After trying to start the motors manually, I decided to reboot everything. (Fixes Windows sometimes - ;)) I also decided to pull the battery out of the AC too. I know that the battery was all the way in and locked, as I always check this. Anyway, the reboot solved the problem and I had two perfect Litchi missions up the side of the mountain to about 1,000 feet above takeoff (150 feet above the ground all the way) It was exciting to watch the FPV as the AC climbed at 15 mph ground speed! To bad the camera was facing the sun, so the video wasn't really usable. This was just a test flight for Maxwell. (KAOS has been retired at 644 air miles.)

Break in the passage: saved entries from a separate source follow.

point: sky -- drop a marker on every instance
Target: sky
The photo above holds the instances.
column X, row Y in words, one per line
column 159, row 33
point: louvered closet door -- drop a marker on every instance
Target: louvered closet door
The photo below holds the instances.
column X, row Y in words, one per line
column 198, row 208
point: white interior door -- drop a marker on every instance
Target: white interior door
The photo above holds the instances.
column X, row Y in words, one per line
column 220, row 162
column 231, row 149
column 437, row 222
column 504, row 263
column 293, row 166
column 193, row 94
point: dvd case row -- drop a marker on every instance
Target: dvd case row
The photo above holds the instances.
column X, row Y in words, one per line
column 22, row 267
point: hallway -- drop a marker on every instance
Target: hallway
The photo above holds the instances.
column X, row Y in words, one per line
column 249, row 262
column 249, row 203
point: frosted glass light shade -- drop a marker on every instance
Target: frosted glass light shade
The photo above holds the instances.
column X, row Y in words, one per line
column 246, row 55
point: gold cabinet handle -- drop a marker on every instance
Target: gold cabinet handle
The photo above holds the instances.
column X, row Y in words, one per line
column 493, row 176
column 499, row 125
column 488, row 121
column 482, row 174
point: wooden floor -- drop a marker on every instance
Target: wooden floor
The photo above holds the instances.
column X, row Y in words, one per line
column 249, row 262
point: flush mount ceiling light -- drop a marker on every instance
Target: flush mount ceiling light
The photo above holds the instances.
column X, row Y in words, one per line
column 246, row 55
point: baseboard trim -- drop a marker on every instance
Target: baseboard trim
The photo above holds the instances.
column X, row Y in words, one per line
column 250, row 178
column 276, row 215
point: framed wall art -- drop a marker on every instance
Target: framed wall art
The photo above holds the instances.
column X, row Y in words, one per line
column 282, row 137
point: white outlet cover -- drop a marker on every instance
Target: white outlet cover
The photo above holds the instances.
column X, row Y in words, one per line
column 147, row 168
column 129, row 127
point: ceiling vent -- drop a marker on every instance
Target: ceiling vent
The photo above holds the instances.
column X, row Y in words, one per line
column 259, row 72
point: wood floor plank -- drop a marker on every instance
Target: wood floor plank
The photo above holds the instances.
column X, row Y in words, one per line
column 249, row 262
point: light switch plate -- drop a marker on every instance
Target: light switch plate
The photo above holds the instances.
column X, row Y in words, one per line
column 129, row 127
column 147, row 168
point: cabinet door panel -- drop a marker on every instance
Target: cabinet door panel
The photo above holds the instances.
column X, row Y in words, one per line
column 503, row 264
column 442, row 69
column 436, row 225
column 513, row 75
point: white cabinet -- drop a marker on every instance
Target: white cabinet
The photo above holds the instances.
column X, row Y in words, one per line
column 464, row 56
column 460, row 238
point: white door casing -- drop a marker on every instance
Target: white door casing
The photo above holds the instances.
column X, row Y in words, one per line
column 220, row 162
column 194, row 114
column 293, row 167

Why didn't the motors start on the mission or manually?

See photo plot:
DATFLY471_Plot.jpg


Dat file 471 link:


Thanks
Joe
KC7GHT
 
This appears to be why:


Capture.PNG
 
This appears to be why:


View attachment 112942

Wow! What a surprise. This AC flew fine yesterday. Then I went over to the new location, expecting everything to be OK and I had the no=start problem. I simply turned everything off, and then everything worked perfectly. Two perfect mission flights and some manual flying - all OK. That was a flight to give me more confidence on the new AC Maxwell. Instead it has caused more concern. Any more comments/data would sure help.
Joe
KC7GHT
 
Fly Dawg, I am trying to follow you. Where/how did you find this data. I converted the DAT file to .csv and looked at the csv file with Excel, but I did not see this info. Maybe a another hint/ Thanks.

You need to look in the event stream. If you converted it with DatCon then choose the Event Log File option, which creates a txt file containing the event stream.

112960
 
Thanks sar104.

Now that we know that "The compass is stuck" and the motors won't start, and it all cleared when I rebooted everything, is there anything else we can gather from this episode? Will the motors start next time and the mission get underway and then have the compass fail mid-air probably causing a crash? The aircraft is bran new (two years ago) with only 15 miles of fight time. This is now my main aircraft. Everything seems to work OK with the two successful missions right after the stuck compass.
 
Thanks sar104.

Now that we know that "The compass is stuck" and the motors won't start, and it all cleared when I rebooted everything, is there anything else we can gather from this episode? Will the motors start next time and the mission get underway and then have the compass fail mid-air probably causing a crash? The aircraft is bran new (two years ago) with only 15 miles of fight time. This is now my main aircraft. Everything seems to work OK with the two successful missions right after the stuck compass.

I've not seen that stuck compass message before, so I don't know what might cause it. The magnetometer data in the DAT file might give a clue - did you check those?
 
I am just curious. When you changed locations, how far were they away from each other? From what I understand is if you move a certain distance away from a previous flight, you need to recalibrate the compass. You never mentioned if you did that. Just curious.
 
I am just curious. When you changed locations, how far were they away from each other? From what I understand is if you move a certain distance away from a previous flight, you need to recalibrate the compass. You never mentioned if you did that. Just curious.
Tom,
That advice is no longer suggested by DJI.
Interestingly, it was never necessary

I have a P2 with no camera which I still fly as a Sport aircraft.

It has not had the compass calibrated in over 4 years and has been flown as far away as 600-700 miles from the cal. location.

Calibration (compensation) is used to model and then compensate for the magnetic distortion(s) created by the ferro-magnetic items ON the aircraft not in the location it is operated.